A dicembre 2024, l’associazione aveva elaborato un documento dettagliato, che includeva soluzioni tecniche e gestionali per il pieno recupero della diga. Nonostante il riconoscimento da parte dei tecnici ministeriali, il documento è stato ignorato, lasciando spazio a una decisione che avrà conseguenze devastanti.
“La messa fuori esercizio della diga non è solo un disastro tecnico, ma anche una sconfitta per il nostro territorio, che paga il prezzo di anni di immobilismo istituzionale", dichiara il presidente dell’associazione. Tra le ripercussioni previste ci sono: gravi difficoltà per l’agricoltura locale, aumento dei costi per cittadini e imprese e un peggioramento della qualità della vita per migliaia di persone.

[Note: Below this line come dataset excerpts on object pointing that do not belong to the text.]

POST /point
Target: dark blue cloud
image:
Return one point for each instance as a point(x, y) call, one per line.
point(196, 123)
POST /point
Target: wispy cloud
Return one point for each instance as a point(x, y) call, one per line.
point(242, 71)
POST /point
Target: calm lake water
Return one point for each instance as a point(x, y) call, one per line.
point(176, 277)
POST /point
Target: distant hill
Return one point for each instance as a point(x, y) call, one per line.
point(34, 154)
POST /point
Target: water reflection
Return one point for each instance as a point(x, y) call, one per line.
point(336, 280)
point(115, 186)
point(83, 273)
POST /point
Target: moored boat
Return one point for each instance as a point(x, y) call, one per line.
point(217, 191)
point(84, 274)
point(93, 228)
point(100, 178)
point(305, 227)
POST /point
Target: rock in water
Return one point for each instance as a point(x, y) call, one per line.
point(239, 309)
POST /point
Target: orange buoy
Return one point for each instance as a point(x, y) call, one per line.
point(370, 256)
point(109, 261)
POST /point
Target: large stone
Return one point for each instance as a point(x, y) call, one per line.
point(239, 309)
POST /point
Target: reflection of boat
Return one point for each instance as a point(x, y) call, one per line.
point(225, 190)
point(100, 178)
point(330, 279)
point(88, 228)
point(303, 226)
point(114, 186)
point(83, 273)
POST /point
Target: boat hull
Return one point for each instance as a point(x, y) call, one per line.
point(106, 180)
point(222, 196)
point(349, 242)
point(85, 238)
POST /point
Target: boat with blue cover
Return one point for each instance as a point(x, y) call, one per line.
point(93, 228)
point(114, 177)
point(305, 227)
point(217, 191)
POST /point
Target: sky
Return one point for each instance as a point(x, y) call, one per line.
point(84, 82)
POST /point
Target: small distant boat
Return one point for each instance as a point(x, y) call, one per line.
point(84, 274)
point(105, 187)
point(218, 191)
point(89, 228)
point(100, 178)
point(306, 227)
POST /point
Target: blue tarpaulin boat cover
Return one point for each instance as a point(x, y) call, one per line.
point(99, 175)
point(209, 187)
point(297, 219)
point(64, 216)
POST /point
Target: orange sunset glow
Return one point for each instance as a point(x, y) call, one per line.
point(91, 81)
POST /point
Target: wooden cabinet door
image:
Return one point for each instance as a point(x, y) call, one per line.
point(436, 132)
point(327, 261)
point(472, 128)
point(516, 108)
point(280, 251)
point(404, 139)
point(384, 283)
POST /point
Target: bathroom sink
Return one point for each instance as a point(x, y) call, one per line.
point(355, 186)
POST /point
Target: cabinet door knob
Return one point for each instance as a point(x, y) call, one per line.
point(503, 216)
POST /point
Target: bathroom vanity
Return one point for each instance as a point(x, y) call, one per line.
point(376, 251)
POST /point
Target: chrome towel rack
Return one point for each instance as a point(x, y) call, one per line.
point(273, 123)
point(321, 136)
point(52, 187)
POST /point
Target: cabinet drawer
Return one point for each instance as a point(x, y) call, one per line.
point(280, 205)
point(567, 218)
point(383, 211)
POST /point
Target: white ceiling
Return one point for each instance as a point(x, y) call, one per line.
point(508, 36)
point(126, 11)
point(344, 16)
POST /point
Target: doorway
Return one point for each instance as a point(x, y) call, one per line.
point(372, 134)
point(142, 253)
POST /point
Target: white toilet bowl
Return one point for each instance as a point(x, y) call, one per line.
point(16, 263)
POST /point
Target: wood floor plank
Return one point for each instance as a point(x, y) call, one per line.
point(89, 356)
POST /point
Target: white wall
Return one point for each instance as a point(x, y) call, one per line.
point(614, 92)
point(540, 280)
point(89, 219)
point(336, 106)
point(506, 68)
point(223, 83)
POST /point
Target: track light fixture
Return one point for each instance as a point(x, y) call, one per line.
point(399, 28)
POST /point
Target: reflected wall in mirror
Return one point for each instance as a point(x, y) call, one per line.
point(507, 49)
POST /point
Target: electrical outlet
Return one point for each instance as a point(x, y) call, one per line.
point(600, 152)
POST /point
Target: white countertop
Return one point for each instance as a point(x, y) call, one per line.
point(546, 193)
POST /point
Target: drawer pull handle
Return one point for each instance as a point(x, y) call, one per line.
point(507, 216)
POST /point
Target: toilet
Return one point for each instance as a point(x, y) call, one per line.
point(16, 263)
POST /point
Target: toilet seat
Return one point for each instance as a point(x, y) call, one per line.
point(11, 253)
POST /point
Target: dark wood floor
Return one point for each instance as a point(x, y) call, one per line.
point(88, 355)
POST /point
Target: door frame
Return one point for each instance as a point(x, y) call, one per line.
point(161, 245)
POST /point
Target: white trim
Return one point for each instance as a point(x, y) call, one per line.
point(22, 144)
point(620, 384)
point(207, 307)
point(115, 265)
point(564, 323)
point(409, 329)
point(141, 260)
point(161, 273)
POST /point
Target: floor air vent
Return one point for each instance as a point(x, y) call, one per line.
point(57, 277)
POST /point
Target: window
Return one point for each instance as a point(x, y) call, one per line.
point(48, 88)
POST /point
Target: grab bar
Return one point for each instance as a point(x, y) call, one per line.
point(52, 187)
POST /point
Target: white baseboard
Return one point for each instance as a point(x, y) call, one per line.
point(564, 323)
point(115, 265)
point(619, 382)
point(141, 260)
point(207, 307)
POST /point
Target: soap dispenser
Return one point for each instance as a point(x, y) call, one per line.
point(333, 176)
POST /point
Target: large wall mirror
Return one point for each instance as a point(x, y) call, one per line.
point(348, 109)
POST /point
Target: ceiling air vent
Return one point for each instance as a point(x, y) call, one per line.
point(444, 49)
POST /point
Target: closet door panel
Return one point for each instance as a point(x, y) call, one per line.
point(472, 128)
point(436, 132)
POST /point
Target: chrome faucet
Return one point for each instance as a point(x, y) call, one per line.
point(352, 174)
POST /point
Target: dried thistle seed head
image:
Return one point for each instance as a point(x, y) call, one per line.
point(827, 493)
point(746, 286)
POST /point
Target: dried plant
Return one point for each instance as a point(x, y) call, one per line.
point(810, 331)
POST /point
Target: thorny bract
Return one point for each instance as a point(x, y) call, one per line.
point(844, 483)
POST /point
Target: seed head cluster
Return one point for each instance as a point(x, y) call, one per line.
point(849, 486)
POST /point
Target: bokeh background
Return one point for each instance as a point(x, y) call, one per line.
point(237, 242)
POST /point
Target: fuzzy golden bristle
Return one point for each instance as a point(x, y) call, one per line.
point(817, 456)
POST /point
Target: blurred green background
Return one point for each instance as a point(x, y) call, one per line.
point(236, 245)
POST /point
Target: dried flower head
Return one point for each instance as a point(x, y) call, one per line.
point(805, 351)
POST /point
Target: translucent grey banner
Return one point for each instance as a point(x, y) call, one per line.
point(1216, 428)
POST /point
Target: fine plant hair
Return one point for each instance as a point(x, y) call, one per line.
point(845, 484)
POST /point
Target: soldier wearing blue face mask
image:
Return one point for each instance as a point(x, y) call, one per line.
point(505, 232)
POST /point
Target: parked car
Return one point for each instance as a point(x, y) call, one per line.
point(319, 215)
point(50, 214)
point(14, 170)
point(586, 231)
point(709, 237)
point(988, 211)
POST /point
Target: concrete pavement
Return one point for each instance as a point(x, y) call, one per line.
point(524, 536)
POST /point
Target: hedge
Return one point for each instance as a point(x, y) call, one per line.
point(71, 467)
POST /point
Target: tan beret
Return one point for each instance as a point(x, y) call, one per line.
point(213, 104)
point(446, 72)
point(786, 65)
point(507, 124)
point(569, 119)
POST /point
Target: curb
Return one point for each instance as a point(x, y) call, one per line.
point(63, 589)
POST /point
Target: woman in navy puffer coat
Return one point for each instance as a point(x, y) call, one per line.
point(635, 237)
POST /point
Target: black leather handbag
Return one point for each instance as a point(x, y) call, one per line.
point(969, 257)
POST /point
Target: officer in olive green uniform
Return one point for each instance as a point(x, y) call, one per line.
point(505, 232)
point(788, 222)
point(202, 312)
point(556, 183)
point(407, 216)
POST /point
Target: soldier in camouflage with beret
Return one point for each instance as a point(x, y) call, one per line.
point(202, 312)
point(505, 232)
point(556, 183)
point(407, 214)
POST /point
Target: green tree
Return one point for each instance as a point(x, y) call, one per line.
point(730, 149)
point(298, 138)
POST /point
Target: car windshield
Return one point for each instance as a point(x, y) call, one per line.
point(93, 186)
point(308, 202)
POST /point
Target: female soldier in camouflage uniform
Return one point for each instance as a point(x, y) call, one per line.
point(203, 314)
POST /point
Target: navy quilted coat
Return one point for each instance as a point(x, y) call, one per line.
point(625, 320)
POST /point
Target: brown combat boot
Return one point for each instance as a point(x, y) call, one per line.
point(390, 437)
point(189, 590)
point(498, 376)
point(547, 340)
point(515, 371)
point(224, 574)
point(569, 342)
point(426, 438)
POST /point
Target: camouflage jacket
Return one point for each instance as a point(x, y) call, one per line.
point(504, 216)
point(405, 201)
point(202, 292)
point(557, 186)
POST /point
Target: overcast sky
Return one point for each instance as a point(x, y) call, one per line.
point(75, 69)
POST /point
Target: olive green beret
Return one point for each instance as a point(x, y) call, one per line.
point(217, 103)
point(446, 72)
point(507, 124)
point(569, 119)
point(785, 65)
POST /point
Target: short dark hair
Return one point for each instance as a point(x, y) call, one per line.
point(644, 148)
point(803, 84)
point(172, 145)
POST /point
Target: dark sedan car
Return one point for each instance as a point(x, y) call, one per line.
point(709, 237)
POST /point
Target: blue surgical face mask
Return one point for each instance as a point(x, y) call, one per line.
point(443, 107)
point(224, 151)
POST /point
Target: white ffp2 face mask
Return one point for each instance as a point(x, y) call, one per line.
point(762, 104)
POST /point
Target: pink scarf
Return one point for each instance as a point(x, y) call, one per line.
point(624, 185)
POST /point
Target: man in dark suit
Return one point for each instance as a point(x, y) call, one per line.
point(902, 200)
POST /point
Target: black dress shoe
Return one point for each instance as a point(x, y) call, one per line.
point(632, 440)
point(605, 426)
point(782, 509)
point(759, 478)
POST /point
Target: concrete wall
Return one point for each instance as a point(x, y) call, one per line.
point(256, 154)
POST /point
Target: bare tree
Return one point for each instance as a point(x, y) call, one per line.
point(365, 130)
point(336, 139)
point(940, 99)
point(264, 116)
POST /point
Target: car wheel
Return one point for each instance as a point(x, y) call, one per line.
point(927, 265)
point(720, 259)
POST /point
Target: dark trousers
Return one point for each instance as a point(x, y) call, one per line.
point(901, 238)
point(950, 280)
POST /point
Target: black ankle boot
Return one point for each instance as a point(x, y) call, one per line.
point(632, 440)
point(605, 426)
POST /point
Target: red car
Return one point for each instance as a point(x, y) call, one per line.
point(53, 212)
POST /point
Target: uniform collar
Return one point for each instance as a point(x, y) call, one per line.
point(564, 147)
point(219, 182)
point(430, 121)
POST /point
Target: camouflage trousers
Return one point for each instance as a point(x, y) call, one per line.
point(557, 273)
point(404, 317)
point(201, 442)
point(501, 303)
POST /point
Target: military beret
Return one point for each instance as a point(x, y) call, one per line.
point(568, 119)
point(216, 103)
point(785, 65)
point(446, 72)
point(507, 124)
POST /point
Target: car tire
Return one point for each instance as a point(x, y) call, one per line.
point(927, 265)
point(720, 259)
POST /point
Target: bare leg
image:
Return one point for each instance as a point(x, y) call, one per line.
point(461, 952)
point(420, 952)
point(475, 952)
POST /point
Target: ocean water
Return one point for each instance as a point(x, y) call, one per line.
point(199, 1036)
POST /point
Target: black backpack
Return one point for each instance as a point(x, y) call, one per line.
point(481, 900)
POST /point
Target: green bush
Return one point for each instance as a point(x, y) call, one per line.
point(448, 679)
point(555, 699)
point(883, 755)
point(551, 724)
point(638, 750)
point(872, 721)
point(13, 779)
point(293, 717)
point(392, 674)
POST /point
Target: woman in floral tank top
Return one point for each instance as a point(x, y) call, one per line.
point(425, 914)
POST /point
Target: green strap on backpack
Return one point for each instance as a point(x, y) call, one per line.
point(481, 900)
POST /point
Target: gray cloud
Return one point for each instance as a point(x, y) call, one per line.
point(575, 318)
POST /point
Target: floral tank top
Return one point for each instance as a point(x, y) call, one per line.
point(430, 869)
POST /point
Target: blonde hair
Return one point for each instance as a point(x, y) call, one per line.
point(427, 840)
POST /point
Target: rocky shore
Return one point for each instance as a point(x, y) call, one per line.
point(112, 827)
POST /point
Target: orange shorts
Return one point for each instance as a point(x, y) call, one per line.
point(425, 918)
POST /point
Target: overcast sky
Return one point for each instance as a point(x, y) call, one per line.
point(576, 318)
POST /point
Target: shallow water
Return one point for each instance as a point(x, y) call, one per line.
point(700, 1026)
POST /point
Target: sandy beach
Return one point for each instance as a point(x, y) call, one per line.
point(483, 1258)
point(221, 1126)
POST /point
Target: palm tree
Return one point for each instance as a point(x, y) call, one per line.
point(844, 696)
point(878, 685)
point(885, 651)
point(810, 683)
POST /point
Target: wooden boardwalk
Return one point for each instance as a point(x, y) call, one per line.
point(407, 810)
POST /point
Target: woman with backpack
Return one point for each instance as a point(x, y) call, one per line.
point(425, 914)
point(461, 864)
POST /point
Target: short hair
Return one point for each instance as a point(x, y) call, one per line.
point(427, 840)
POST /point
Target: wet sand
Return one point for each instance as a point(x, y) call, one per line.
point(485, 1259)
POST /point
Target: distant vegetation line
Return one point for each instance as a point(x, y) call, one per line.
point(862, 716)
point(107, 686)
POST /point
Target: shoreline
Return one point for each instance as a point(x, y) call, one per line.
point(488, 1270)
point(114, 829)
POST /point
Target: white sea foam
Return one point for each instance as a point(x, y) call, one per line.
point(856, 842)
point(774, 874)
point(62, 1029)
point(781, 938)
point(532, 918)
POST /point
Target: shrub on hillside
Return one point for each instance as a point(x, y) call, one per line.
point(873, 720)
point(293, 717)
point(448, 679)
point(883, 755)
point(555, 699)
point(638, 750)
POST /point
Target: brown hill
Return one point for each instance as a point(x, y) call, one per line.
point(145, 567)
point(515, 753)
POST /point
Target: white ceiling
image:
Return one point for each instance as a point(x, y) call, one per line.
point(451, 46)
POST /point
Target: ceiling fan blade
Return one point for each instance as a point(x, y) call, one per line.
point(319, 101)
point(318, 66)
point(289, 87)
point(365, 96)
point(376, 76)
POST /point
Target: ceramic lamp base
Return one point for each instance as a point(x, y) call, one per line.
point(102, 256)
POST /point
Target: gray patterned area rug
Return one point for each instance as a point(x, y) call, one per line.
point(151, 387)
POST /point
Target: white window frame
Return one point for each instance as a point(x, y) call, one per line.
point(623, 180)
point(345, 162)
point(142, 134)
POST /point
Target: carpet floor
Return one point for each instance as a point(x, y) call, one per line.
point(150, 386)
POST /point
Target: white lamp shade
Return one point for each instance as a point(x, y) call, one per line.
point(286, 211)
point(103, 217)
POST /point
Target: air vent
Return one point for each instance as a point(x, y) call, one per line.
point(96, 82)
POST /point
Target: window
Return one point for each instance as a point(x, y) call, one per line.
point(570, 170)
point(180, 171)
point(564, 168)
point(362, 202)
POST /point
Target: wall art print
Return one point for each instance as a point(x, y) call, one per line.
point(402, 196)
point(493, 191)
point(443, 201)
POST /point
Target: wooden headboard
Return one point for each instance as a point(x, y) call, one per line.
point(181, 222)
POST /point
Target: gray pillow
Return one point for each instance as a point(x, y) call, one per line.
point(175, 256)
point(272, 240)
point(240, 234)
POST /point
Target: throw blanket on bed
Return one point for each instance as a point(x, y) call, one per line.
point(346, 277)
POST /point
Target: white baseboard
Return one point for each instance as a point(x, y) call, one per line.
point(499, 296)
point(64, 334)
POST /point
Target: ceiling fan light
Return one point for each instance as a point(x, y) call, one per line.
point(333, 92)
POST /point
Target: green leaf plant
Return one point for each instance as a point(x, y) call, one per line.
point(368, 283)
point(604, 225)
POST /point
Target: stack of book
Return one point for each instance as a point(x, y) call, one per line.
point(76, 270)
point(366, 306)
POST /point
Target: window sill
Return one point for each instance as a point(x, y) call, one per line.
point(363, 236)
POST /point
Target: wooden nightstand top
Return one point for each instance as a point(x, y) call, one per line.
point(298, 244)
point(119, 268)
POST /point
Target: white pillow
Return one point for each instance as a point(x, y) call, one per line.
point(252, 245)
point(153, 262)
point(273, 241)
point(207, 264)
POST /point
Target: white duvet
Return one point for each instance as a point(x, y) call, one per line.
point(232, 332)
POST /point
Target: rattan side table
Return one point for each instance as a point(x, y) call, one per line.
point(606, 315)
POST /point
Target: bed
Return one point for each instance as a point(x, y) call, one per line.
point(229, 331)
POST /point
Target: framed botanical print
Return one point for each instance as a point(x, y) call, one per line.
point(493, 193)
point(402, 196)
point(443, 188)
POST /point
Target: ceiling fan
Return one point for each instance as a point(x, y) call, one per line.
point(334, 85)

I sindacati: “Politica e burocrazia hanno fallito” Anche i sindacati Flai Cgil, Fai Cisl e Uila Uil hanno espresso un giudizio severo sulla vicenda. In una nota congiunta, i segretari Giovanni Di Dia, Franco Nuccio e Leonardo Falco hanno sottolineato come l’inerzia della politica e della burocrazia abbia prodotto "un risultato osceno a discapito dell’agricoltura e del territorio trapanese".
Da anni, i sindacati chiedevano il collaudo della diga e interventi di ammodernamento per salvaguardare le acque piovane accumulate, fondamentali per l’irrigazione dei campi. "In questi lunghi anni abbiamo ricevuto solo silenzio. Ora la diga è chiusa e il futuro dell’agricoltura trapanese è a rischio. Le aziende agricole perderanno reddito, mentre numerosi posti di lavoro andranno persi", hanno dichiarato.
I sindacati chiedono un intervento urgente da parte dei deputati regionali del territorio, affinché difendano gli interessi dei cittadini e dell’agricoltura locale.
Le conseguenze per l’agricoltura La diga Trinità, con una capacità potenziale di 18 milioni di metri cubi d’acqua, avrebbe potuto rappresentare una risorsa strategica per un’agricoltura già messa a dura prova da anni di crisi idrica. La sua chiusura rischia di trasformarsi in un colpo durissimo per un settore che rappresenta una parte significativa dell’economia locale.
Le promesse della Regione Siciliana di salvaguardare le acque residue all’interno dell’invaso sono state definite "patetiche" dai sindacati, che temono che questa decisione possa segnare l’inizio di una crisi ancora più profonda per il territorio trapanese.
Nonostante le difficoltà, sia i “Guardiani del Territorio” che i sindacati si impegnano a continuare la loro battaglia per salvare il futuro agricolo del Belìce, chiedendo alle istituzioni risposte chiare e azioni concrete.